WASHINGTON (Reuters) - The U.S. House of Representatives plans to vote on Friday on two bills to combat workplace sex discrimination, including legislation named after an Alabama woman who lost a pay equity case at the U.S. Supreme Court because she waited too long to file a lawsuit, a senior lawmaker said on Wednesday.
The Lilly Ledbetter bill -- blocked in the Senate last year by Republicans -- has been a key project of U.S. labor unions, which played a big role in November in helping Democrats make gains in Congress and capture the White House.
Ledbetter, after 19 years on the job, sued her employer when she discovered she was the lowest-paid supervisor at the Goodyear Tire & Rubber Co plant where she worked, despite having more experience than several male co-workers.

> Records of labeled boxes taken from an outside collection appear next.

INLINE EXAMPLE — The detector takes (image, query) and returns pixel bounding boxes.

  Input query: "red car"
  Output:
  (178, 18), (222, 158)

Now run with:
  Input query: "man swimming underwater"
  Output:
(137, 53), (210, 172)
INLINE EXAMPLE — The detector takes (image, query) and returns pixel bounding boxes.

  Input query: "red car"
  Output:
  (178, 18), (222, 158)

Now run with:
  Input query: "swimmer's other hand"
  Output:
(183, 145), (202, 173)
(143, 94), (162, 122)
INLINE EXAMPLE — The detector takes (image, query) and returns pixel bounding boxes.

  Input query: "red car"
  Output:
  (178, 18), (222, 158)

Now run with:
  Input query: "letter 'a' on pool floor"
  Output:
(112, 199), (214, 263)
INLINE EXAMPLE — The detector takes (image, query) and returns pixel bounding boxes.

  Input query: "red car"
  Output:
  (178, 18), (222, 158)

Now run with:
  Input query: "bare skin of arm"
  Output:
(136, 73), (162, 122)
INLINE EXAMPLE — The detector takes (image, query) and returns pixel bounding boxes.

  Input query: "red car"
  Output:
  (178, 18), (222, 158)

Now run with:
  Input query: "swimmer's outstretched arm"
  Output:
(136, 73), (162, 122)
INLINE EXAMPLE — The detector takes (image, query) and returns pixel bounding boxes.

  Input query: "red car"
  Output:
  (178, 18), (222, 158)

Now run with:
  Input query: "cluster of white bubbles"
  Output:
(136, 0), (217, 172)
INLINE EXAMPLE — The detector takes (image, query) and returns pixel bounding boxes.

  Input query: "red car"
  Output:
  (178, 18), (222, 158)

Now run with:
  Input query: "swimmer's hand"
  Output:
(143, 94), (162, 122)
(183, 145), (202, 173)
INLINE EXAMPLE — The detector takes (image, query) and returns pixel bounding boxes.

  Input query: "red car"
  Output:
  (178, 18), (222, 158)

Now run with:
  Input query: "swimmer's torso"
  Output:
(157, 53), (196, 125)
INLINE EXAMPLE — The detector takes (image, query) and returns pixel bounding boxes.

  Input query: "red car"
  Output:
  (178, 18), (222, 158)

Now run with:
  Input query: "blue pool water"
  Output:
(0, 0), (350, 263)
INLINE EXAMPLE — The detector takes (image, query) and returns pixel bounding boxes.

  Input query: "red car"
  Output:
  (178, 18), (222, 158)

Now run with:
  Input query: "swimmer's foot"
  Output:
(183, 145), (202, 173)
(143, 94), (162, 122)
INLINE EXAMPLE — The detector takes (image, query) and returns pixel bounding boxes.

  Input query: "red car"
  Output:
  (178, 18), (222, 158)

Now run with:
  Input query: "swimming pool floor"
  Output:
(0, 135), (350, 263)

A jury found she was the victim of unlawful discrimination. But an appeals court said she waited too long to sue.
In May 2007, the Supreme Court agreed with the lower court and gave businesses a win by ruling discrimination lawsuits must be filed within six months of the act of discrimination.
The Ledbetter legislation would reverse the Supreme Court decision by saying that workers must file a discrimination lawsuit within six months of each new discriminatory paycheck.
“On Friday we intend to do two bills that deal with pay equity and also with the ability to address pay discrimination,” House Democratic Leader Steny Hoyer of Maryland told reporters in a briefing.
He said the Supreme Court ruled imposed “an unduly restrictive requirement on employees.”
He said the bill is based on the “very fair” idea that “every week that someone is paid in a discriminatory fashion, that is a new discriminatory event.”
The other bill set to come before the House for a vote would strengthen parts of the 1963 Equal Pay Act and “close the loopholes that have allowed employers to avoid responsibility for discriminatory pay,” said a summary of the bill.